Participants in each Work Plan elect a ‘responsable’ who has to relate to the government and sort out any problems. There have been problems: participants have to go to the Banco de la Nacion in Tartagal each month to collect their pay, and sometimes it is not there because the government has not registered all the names of the participants. Then that has to be sorted out so that eventually the participants get their pay. Another problem occurred with an earlier Work Plan at Kilometre 16: they, together with four other communities around Tartagal, were given a Work Plan to build a community centre – but no materials with which to build it. At the end of three months, each community was given a three month extension, but then the government was angry at the lack of progress. The five communities sent representatives to Salta to explain the problem, and eventually the national government provided money for materials. Now they have the materials to build the centres but nobody employed to build them. They will either have to divert people from existing plans or come up with a fresh plan to construct the community centre. It certainly would be better if the government agreed to provide the necessary materials at the same time as agreeing to pay the workers.
People working on Work Plans do not work full time on them – perhaps just during the mornings. So they have time to do other work as well.

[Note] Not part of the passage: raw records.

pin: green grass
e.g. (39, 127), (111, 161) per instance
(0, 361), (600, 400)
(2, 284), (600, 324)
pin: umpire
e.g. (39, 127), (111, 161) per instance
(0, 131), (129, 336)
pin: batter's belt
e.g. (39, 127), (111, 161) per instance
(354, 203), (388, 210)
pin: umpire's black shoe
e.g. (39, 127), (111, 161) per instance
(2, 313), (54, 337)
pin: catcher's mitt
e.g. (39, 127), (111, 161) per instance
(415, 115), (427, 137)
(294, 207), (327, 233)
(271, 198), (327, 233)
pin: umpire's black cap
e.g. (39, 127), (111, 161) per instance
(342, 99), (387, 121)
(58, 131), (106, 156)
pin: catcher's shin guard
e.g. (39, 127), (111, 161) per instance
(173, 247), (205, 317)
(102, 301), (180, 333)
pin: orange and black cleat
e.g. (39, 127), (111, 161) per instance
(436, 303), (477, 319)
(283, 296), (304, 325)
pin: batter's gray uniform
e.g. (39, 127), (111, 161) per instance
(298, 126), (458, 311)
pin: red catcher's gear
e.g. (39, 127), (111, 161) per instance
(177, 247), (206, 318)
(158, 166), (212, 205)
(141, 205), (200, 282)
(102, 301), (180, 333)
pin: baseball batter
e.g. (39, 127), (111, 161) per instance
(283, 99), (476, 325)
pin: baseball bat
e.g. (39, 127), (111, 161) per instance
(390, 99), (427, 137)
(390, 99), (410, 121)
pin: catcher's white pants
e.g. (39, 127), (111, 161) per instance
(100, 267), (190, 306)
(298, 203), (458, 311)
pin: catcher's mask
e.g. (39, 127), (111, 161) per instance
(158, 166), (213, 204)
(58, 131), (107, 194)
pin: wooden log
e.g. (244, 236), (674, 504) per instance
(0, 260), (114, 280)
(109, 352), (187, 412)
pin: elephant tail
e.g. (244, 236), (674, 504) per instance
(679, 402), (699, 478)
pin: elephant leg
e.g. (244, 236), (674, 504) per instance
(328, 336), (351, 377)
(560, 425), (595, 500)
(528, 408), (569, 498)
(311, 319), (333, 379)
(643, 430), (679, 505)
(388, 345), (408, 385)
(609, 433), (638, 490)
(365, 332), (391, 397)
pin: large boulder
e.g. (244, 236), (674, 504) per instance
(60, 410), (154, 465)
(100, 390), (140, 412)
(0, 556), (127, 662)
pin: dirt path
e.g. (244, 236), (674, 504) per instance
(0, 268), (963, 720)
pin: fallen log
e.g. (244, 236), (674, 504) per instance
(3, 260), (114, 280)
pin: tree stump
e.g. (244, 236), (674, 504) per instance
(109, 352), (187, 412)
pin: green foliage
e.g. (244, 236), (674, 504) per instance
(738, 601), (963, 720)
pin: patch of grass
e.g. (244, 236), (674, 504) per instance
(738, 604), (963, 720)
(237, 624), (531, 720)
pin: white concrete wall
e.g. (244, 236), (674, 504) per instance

Work Plans have at times been taken from one community by another. This is possibly because the responsable is personally in charge of the funds and the plan, and because a community without personería jurídica cannot sign for a plan and has to have the help of a community which does have personería jurídica. This can cause problems of corruption, as in a case where the number of people involved was split between Tonono and Tartagal. The workers from Tartagal never turned up, so the project was never successfully completed; but the Tartagal workers did draw their pay. Tonono had no power in the matter because it did not have personería jurídica. This corruption can occur because the community which is legally responsible (in this case, the people at Tartagal) can change the names of the people listed as being involved in the plan, whereas the community without personería jurídica cannot do so.
The ‘technicos’ (technical advisers) who help draw up the Work Plans for communities and get them approved by the government take a percentage of the money paid to each participant – in the case of Kilometre 16, $3 per person per month.